Poza hydrologią wykonawca opracowania miał zbadać stan samego Jeziorka Czerniakowskiego, w tym jego aktualne warunki termiczno-tlenowe i skład chemiczny wód. Chodziło m.in. o ocenę tempa gromadzenia osadów w zbiorniku pod kątem ewentualnego nadmiernego wzrostu glonów, a w konsekwencji wyczerpania tlenu w zbiorniku. Analiza miała też dotyczyć aktualnego stanu fauny oraz roślinności wodnej i nabrzeżnej zbiornika. A dodatkowo właściwości chemicznych oraz temperatury wód zasilających w przypadku planowanego wprowadzenia ich do akwenu.
Brakujący zakres
Wiemy już, co ratusz przyjął bez zastrzeżeń. A co odrzucił? - Brakuje opracowania rozwiązań projektowych zagospodarowania i odprowadzania wód opadowych i roztopowych dla obszaru Łuku Siekierkowskiego, ze szczególnym uwzględnieniem źródeł i sposobu zasilania w wodę akwenu rezerwatu przyrody „Jeziorko Czerniakowskie”.
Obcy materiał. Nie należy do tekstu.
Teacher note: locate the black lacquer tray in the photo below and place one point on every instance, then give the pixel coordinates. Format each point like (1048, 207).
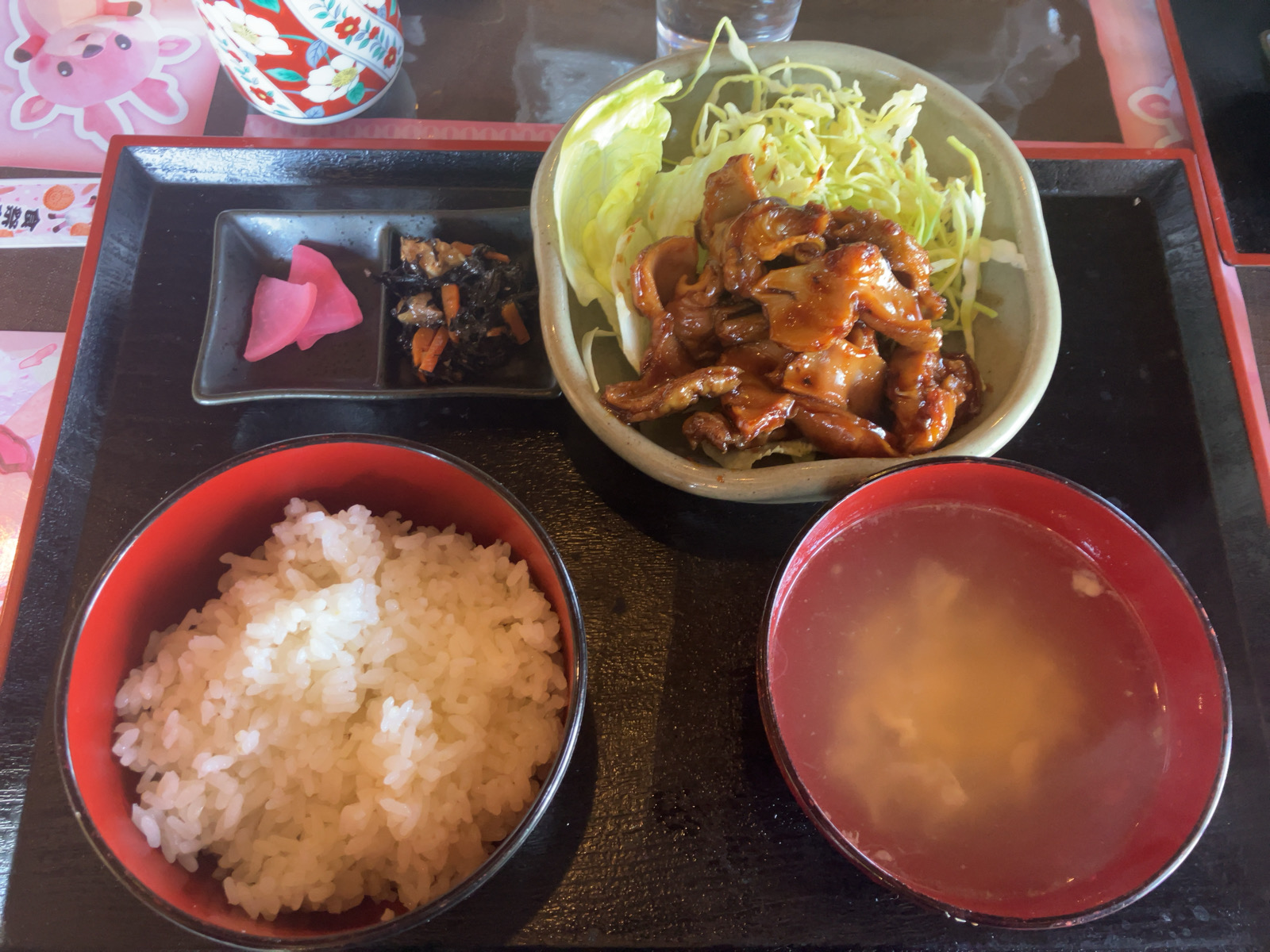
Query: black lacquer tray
(1226, 59)
(673, 827)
Brakuje zatem tego, na co najbardziej czekają deweloperzy – czyli wizji tego, jak ma wyglądać system odprowadzania wód układem zbiorników z pól czerniakowskich do Jeziorka Czerniakowskiego. Miał on być jednocześnie grawitacyjny, przelewowy, szeregowy i kaskadowy. Powstanie takiego układu wodnego jest warunkiem zabudowy okolicy rezerwatu, wpisanym do planu miejscowego Czerniakowa Południowego.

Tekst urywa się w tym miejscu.